In fact, Anishinaabe is so dense a language that its single-term expression of gratitude includes everything that one finds in, say, the several sentences which comprise an American’s formal thank-you note. The language lends itself to debate, loquacity and extremely subtle shades of meaning.
“And it gets more difficult,” he noted, pointing out that the construction of a phrase can differ depending upon the exact number of people one addresses or even speaks about.
“You really can’t translate Anishinaabe to English,” he added, “because when you do, you lose about three-fourths the meaning.” He said the difficulty in translation is one of the frustrations with which he deals in his presentations, regardless of his listeners’ backgrounds.
“But I keep doing it anyway,” he said, “because even if you can only can get across a quarter of it, that’s better than nothing.”
And what makes him happy is that his audiences — regardless of whether they’re elementary pupils, inmates, college students, adults, American Indian, full-blooded Native Americans or people with no trace of Indian ancestry — all seem fascinated in hearing some of the reality behind Hollywood myths about American Indian culture.

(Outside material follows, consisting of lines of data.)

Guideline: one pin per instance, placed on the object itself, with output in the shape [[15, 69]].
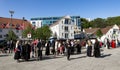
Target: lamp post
[[11, 14]]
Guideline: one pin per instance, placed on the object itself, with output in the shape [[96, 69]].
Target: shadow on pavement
[[4, 55], [78, 57], [43, 58], [105, 55]]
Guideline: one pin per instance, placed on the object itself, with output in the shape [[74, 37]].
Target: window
[[66, 21], [71, 34], [62, 34], [62, 22], [0, 30], [66, 35], [33, 23], [0, 36], [62, 27], [17, 31], [66, 28]]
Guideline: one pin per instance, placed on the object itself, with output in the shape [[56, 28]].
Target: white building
[[36, 23], [63, 28], [4, 32], [112, 34]]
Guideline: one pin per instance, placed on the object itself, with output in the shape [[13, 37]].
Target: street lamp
[[11, 13]]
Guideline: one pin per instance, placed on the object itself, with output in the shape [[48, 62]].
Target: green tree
[[29, 30], [99, 33], [11, 36], [98, 23], [43, 33], [85, 23], [113, 20]]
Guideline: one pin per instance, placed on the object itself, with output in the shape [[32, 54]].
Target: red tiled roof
[[57, 22], [105, 30], [15, 22], [94, 30], [91, 30]]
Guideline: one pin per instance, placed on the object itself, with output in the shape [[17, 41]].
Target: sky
[[47, 8]]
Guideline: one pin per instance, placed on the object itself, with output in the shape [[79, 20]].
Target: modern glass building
[[50, 20]]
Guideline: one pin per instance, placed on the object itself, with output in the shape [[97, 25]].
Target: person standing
[[89, 48], [27, 51], [47, 45], [68, 46], [97, 48], [39, 46], [17, 55]]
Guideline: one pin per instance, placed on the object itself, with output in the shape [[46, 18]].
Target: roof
[[105, 30], [15, 22], [57, 22], [91, 30]]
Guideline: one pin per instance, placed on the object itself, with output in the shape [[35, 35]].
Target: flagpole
[[11, 14], [22, 26]]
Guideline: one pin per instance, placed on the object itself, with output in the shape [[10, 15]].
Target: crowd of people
[[26, 49], [34, 49]]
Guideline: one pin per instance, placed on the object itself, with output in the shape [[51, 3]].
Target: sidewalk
[[110, 60]]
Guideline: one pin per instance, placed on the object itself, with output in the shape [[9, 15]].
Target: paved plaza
[[110, 60]]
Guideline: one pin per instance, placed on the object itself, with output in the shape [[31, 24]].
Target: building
[[17, 26], [38, 22], [111, 33], [63, 28]]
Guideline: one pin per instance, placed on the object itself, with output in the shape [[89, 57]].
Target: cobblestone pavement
[[110, 60]]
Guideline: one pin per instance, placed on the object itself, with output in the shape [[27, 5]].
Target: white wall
[[5, 31]]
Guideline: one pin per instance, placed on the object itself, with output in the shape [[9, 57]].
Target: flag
[[17, 26], [21, 27], [3, 25], [34, 27], [7, 25]]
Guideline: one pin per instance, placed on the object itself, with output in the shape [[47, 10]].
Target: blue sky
[[45, 8]]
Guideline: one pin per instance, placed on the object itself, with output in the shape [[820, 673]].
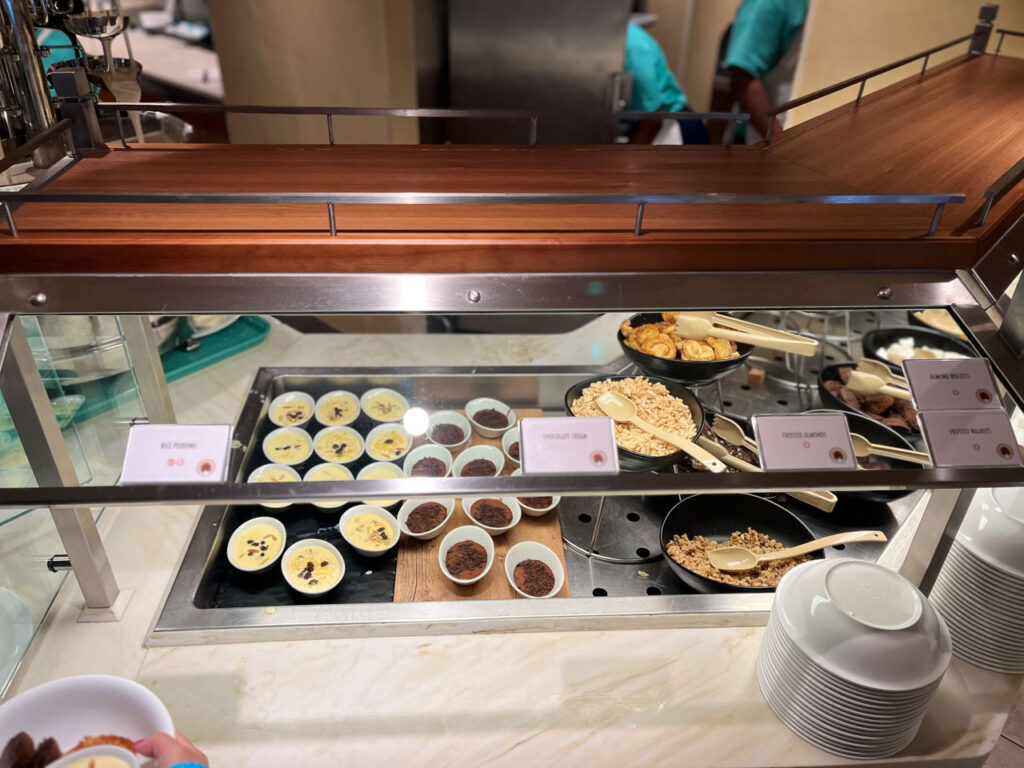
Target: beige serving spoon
[[740, 558], [621, 408], [865, 384], [729, 431], [862, 446], [883, 372]]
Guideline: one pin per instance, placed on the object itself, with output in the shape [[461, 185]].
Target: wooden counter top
[[954, 130]]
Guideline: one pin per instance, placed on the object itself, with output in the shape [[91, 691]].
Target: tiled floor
[[1009, 752]]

And, he added, he never encounters the slightest evidence of hostility, even among the chagnash (pale people) who also are still known by the term chumokman (long knives).

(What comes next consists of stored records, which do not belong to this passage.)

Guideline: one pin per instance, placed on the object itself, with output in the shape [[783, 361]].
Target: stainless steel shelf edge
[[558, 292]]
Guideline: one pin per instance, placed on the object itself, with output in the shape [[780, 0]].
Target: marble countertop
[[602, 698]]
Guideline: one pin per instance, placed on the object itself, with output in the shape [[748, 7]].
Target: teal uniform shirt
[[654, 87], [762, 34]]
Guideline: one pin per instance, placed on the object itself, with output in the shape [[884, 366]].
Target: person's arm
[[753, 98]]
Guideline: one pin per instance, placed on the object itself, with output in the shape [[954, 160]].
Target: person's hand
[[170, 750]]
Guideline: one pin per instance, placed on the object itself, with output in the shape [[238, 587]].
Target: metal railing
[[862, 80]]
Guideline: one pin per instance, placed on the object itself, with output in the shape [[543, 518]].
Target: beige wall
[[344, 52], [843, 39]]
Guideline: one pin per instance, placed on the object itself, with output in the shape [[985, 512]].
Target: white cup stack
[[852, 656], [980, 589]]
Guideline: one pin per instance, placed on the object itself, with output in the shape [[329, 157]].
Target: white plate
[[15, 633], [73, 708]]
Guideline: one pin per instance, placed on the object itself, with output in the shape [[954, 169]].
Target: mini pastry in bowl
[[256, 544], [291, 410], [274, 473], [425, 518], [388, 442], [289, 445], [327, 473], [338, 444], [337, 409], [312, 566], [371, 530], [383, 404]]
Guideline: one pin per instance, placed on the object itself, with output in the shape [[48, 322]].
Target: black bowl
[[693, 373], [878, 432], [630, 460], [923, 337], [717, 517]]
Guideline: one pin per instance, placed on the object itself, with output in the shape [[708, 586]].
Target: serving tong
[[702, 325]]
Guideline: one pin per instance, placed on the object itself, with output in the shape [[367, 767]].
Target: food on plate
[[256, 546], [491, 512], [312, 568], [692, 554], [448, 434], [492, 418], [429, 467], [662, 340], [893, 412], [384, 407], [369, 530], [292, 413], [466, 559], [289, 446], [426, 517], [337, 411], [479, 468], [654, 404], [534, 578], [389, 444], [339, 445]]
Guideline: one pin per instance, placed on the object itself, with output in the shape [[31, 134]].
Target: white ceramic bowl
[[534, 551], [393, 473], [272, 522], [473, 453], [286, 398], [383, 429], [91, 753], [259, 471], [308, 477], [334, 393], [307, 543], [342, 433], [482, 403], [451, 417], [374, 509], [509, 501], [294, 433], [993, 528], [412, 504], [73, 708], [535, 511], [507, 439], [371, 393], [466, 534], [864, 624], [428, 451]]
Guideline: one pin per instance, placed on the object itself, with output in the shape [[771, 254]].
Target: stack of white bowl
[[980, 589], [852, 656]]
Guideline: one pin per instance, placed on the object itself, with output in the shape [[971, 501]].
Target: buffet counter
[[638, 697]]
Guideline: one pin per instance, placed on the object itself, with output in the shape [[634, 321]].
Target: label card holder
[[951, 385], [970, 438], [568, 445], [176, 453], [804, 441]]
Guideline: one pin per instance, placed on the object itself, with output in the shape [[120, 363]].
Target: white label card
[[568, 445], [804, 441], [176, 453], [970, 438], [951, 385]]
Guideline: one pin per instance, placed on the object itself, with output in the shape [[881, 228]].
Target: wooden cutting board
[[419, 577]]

He speaks to any group that invites him and that pays enough of an honorarium to defray his expenses.
So why undertake such a study and such a mission?
“This language was given to us by our creator,” he said, “and if we let it disappear, we let our whole heritage and culture disappear with it.”
But he says that he believes the chances now are improving that Anishinaabe will survive. “Some of the young people are learning it,” he said, nodding approvingly, “and they speak it well.”
Among the myths he routinely must dispel is that there is a single Indian language. The Anishinaabe speech of the Three Fires Confederation (Ottawa, Ojibwe and Potawatomi) is incomprehensible, say, to the Indians of the Great Plains, southwest and far West.
Martin met with the Business Journal recently in the field house at Grand Valley State University. As the local council’s head veteran, he was one of the leaders of a celebration and dance observing Veterans’ Day. (Martin enlisted in the U.S. Air Force during the Korean War and served well into the cold war, after that starting his 30-year career at Rockwell.)
As is the case every Veterans’ Day, the Grand Rapids area Native Americans invited all veterans to the gathering, including local VFW residents. To newcomers, such a gathering sounds very much like a Hollywood portrayal of Indian culture — hours of highly intricate drumming together with long chants in minor keys, all of which come from the singers’ memories.
Martin himself doesn’t sing.
“I can’t carry a tune in a bucket,” he said, laughing.